Make sure you have python3 installed and that the contents of Requirements.txt are installed
Knowledge graph (KG) dumps can be found here.
NOTE: Last test was run on the 07/27/18 KG dump.
After importing the KG use a cypher query (such as match (n) where n.id =~ "(?i)CHEMBL.*" return n.id limit 5
) to look at the format of the chembl curie ids. If you get result like CHEMBL.COMPOUND:CHEMBL153
then you can don't have to do anything. If, however, you get a result like ChEMBL:153
then you are using an older version of the knowledge graph and need to rename the files: source_map_old.csv, target_map_old.csv, ndf_tp_old.csv, and ndf_tn_old.csv. Just remove "_old" from the end of the file names (replacing the other files of the same name) and you will be good to go.
Node2vec is a program developed by researchers at stanford to vectorize nodes in a graph. It can be found here. And information about it is listed here.

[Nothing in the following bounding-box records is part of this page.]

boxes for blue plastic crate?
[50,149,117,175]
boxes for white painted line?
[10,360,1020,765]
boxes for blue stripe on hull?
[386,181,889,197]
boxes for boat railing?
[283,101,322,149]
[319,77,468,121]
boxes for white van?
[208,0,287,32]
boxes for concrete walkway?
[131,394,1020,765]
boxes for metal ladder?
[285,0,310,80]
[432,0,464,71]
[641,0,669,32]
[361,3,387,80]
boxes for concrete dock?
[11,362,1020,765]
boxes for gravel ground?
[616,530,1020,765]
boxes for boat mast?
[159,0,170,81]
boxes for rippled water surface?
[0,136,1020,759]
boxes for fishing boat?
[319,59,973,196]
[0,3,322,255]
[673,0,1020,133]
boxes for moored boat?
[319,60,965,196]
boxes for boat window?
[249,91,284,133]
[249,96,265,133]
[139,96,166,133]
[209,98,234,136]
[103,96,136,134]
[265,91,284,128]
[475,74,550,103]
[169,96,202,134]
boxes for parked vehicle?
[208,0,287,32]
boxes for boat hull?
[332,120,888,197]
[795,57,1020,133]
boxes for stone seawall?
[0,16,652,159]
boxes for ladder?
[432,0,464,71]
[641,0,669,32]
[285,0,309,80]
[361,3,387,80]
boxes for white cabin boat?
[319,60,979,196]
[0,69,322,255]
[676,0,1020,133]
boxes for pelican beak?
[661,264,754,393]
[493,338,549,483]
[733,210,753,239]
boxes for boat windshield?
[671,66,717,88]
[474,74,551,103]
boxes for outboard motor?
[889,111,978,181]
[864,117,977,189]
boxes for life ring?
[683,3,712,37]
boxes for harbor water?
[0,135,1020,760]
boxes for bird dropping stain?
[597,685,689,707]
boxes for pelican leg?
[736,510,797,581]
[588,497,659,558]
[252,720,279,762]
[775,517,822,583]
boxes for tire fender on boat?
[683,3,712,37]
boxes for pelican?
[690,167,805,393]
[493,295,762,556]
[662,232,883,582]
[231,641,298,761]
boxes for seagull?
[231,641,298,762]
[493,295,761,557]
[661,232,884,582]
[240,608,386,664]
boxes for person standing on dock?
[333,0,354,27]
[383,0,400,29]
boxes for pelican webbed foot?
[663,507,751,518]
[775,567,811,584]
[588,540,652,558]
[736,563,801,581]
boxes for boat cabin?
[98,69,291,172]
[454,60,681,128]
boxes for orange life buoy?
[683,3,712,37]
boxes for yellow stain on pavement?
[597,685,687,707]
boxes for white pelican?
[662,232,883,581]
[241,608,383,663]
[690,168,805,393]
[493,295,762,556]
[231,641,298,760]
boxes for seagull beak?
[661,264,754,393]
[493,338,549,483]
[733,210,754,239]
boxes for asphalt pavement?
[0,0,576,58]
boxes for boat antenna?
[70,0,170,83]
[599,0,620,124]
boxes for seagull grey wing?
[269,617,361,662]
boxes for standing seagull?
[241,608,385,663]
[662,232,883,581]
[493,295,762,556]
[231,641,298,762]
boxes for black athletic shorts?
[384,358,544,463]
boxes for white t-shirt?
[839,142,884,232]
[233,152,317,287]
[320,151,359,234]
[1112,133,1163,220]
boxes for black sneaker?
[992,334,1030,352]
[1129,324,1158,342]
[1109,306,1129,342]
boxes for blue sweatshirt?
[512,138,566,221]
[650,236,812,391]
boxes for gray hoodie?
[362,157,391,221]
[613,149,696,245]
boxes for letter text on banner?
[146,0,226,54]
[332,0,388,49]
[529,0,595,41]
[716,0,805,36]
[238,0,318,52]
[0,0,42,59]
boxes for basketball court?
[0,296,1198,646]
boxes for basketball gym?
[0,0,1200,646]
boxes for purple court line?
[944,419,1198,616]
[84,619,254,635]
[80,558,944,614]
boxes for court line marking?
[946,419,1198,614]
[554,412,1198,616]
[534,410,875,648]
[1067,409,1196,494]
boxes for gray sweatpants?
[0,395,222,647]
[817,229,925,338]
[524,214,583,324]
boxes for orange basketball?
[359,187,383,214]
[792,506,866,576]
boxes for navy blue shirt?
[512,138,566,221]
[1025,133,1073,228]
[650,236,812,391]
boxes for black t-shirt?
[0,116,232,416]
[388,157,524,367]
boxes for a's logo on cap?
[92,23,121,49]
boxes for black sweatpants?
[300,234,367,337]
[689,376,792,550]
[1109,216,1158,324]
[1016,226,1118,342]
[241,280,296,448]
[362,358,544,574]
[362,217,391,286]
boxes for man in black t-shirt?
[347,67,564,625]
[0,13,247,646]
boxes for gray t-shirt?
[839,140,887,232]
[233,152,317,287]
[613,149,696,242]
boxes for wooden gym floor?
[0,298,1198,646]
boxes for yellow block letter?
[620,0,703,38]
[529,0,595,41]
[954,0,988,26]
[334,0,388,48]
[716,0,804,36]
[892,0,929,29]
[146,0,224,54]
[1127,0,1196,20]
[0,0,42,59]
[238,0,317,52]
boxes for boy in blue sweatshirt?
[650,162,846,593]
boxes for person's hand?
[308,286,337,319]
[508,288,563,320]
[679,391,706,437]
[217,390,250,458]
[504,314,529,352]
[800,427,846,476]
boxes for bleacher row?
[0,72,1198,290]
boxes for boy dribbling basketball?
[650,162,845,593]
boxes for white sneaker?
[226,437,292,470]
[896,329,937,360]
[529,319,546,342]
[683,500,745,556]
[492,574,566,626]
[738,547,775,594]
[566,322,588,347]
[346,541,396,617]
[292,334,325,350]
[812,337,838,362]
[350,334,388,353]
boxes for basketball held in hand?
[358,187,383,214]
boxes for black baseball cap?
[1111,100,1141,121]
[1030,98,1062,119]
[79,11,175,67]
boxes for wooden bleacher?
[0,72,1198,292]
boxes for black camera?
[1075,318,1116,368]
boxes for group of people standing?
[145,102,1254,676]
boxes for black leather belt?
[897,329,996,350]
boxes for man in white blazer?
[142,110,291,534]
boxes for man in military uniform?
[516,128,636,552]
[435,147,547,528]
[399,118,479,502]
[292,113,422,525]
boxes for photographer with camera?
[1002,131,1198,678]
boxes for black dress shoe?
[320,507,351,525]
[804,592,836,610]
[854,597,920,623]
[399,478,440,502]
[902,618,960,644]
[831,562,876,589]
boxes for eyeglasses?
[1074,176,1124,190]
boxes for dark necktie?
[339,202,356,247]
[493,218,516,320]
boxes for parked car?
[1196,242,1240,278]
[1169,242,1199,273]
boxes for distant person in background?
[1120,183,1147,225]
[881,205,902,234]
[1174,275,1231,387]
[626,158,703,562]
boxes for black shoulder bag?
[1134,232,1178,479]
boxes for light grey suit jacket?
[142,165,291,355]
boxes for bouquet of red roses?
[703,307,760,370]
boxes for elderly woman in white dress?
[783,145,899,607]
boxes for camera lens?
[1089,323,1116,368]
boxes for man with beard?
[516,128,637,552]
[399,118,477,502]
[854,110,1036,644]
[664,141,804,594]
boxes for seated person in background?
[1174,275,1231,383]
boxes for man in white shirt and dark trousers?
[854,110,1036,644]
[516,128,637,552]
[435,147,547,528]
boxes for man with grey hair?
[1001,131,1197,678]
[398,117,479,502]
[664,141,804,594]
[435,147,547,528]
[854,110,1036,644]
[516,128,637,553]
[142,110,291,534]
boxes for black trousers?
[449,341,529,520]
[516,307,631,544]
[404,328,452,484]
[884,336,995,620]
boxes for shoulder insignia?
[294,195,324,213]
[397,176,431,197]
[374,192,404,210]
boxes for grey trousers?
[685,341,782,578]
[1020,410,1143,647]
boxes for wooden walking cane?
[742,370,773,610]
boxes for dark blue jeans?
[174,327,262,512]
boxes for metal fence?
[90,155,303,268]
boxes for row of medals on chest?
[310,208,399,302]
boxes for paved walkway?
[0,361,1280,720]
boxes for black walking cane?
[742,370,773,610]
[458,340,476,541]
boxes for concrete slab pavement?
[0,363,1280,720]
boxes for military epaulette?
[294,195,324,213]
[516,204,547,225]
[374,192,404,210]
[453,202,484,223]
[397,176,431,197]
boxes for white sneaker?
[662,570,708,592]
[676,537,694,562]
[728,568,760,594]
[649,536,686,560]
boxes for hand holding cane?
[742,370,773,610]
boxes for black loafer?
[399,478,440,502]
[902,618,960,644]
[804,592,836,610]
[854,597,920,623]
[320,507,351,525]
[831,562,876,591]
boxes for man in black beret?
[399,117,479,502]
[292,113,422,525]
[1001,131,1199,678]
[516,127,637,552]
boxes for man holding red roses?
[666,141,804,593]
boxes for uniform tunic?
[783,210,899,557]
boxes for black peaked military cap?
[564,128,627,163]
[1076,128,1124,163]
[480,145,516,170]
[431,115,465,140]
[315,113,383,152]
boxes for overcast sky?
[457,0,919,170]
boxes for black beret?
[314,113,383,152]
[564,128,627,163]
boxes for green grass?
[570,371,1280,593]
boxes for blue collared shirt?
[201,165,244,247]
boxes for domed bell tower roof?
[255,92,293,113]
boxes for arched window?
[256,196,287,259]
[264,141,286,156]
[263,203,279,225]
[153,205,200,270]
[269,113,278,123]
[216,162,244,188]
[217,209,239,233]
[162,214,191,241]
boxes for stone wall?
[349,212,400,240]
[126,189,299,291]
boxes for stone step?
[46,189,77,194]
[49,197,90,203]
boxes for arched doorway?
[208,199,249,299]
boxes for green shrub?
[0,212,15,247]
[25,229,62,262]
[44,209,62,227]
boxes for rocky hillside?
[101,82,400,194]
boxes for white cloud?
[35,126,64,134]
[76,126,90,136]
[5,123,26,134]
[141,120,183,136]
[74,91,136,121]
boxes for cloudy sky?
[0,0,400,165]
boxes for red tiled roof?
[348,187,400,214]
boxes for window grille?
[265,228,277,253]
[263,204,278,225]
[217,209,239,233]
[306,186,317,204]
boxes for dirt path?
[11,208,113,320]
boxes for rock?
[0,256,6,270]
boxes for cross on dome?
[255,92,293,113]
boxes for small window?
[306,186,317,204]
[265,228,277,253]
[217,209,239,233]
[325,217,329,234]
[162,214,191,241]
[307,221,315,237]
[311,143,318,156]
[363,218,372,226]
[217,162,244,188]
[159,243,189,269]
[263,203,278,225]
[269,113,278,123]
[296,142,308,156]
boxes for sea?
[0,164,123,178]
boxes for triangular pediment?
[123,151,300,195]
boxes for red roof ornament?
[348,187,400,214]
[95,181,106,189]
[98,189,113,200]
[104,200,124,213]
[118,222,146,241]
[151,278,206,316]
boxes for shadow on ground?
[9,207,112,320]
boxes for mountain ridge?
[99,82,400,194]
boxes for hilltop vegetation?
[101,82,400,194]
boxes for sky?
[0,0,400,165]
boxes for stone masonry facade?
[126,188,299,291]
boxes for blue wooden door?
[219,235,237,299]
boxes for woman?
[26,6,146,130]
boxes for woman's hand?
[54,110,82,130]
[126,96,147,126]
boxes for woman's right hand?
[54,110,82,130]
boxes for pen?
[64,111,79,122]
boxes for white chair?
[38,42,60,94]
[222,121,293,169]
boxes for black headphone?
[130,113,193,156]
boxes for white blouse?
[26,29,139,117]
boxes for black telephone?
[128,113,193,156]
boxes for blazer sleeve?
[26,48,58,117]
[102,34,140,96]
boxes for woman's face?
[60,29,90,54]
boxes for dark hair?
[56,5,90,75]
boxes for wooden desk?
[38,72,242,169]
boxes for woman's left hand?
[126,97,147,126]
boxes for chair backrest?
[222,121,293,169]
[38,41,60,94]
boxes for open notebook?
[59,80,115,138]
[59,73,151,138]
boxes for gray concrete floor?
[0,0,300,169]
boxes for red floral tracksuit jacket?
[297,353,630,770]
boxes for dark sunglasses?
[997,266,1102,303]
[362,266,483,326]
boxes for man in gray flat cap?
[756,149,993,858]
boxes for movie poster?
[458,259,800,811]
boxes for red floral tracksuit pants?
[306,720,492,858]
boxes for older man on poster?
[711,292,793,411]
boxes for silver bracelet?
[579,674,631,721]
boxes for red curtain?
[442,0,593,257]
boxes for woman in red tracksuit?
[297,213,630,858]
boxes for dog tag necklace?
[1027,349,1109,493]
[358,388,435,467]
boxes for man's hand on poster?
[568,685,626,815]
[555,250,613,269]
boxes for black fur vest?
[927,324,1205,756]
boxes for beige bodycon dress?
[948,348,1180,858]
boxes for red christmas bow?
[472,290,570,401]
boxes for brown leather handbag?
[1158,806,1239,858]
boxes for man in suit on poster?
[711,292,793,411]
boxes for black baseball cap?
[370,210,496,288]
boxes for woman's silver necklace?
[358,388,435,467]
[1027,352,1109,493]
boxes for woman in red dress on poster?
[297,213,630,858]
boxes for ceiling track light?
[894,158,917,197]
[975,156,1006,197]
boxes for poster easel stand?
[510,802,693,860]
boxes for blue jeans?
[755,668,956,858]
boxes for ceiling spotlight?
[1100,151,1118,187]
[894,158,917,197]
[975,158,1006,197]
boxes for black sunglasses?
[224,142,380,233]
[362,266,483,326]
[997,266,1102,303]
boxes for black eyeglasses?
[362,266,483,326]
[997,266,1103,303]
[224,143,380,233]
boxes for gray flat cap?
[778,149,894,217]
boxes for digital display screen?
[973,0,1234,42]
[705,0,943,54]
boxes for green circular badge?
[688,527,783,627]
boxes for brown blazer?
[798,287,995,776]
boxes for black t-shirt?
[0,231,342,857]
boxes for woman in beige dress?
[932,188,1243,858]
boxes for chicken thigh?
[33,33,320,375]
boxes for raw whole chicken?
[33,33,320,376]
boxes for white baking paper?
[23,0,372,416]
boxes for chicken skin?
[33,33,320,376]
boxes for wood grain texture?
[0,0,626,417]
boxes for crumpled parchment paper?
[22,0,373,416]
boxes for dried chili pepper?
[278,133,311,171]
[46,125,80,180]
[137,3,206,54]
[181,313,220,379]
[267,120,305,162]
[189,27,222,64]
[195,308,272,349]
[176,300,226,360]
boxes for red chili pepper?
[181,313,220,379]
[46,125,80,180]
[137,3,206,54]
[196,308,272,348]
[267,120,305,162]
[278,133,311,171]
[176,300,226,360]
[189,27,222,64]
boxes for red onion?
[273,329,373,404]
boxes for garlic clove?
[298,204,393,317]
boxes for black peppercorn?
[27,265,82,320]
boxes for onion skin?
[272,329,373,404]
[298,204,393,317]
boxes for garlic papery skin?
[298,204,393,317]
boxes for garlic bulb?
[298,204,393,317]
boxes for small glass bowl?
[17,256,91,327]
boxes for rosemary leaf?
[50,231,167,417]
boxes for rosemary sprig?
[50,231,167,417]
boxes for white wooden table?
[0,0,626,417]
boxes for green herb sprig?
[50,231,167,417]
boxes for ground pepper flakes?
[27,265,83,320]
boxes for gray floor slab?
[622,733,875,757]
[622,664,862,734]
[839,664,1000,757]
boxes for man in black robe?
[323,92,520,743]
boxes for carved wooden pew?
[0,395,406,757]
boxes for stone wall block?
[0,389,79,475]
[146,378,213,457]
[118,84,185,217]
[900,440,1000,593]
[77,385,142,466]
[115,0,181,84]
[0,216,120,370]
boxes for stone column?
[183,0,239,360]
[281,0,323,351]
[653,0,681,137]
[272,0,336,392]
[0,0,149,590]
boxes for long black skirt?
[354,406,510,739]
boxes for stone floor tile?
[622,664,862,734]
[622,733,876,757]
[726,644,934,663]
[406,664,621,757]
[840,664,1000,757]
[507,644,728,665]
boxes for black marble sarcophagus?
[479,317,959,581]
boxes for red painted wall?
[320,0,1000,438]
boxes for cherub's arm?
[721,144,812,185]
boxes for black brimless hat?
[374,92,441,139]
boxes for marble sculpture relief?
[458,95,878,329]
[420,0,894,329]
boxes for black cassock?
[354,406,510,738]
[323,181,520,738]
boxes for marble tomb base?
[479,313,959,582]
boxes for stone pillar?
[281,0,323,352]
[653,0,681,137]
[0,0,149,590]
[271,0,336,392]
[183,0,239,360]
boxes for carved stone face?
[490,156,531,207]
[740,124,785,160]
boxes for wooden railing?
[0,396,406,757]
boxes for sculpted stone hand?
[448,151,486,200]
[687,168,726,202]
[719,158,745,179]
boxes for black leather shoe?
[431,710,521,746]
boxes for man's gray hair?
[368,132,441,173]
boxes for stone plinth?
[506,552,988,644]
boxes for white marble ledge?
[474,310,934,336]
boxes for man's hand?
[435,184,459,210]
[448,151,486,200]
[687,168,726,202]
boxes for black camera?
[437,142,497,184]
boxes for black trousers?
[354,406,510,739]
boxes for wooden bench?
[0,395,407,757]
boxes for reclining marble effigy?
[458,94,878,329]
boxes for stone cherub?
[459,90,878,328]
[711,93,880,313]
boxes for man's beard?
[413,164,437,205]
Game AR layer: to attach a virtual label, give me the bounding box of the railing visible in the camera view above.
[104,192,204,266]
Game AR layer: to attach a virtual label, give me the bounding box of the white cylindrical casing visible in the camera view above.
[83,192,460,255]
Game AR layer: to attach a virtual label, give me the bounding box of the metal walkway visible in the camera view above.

Download can be found here: https://skr3.nlm.nih.gov/SemMedDB/download/download.html
Download the PREDICATION table from the above link and place it into the data directory.
NOTE: Don't unzip
There are several variables at the top of the MLDR.sh bash script. They are seperated into groups and have decriptions of what they do written above them. You will need to edit some of these (like neo4j log in credentials and url:port) to fit your local system before running MLDR.sh.
-
py_name
- how you call python 3 using the terminal in the enviroment you will be running MLDR.sh. (most likely python or python3) -
semmed
- The path to the SemMedDB PREDICATION table mysql dump. -
neo4j_user
- The username used in the neo4j instance hosting the knowledge graph. (This defaults to neo4j) -
neo4j_pass
- The password for the neo4j instance hosting the knowledge graph. (This defaults to neo4j) -
neo4j_url
- The bolt url and port for access to the neo4j instance. (This defaults to bolt://localhost:7687) -
PVAR
,QVAR
,EVAR
,DVAR
,LVAR
, andRVAR
are the parameters p, q, e, d, l, & r for node2vec and decriptions for these can be found on github. Further reading about how node2vec works and more in depth descriptions of what these parameters do can be found here. -
cutoff
- The number of times a relationship need to be encountered in SemMedDB for it to be included in the training data. This helps cut down on some of the noise in SemMedDB. -
roc
- True of False depending on if you want a roc curve generated for the model. -
data_file
- Thepath to the data file you want to predict on. Decription on how to set this up in the next section.
If you want to make predictions on a data set format it in a csv with the headers source and target using curie ids (CHEMBL for drugs and DOID/OMIM/HP) as identifiers formatted as such:
source | target |
---|---|
ChEMBL:1622 | DOID:399 |
ChEMBL:730 | OMIM:613658 |
ChEMBL:1484 | OMIM:601367 |
ChEMBL:1237022 | DOID:0060407 |
ChEMBL:504 | DOID:0050275 |
ChEMBL:714 | DOID:9675 |
ChEMBL:504 | DOID:0050638 |
ChEMBL:1909300 | HP:0000421 |
Then if you wish to make a prediction at the same time simply uncomment the predictor.py commands at the end of MLDR.sh and it do it all in one run. Otherwise, you can simply follow the skeleton of the command and just run it in the termainal after MLDR.sh has generated the model.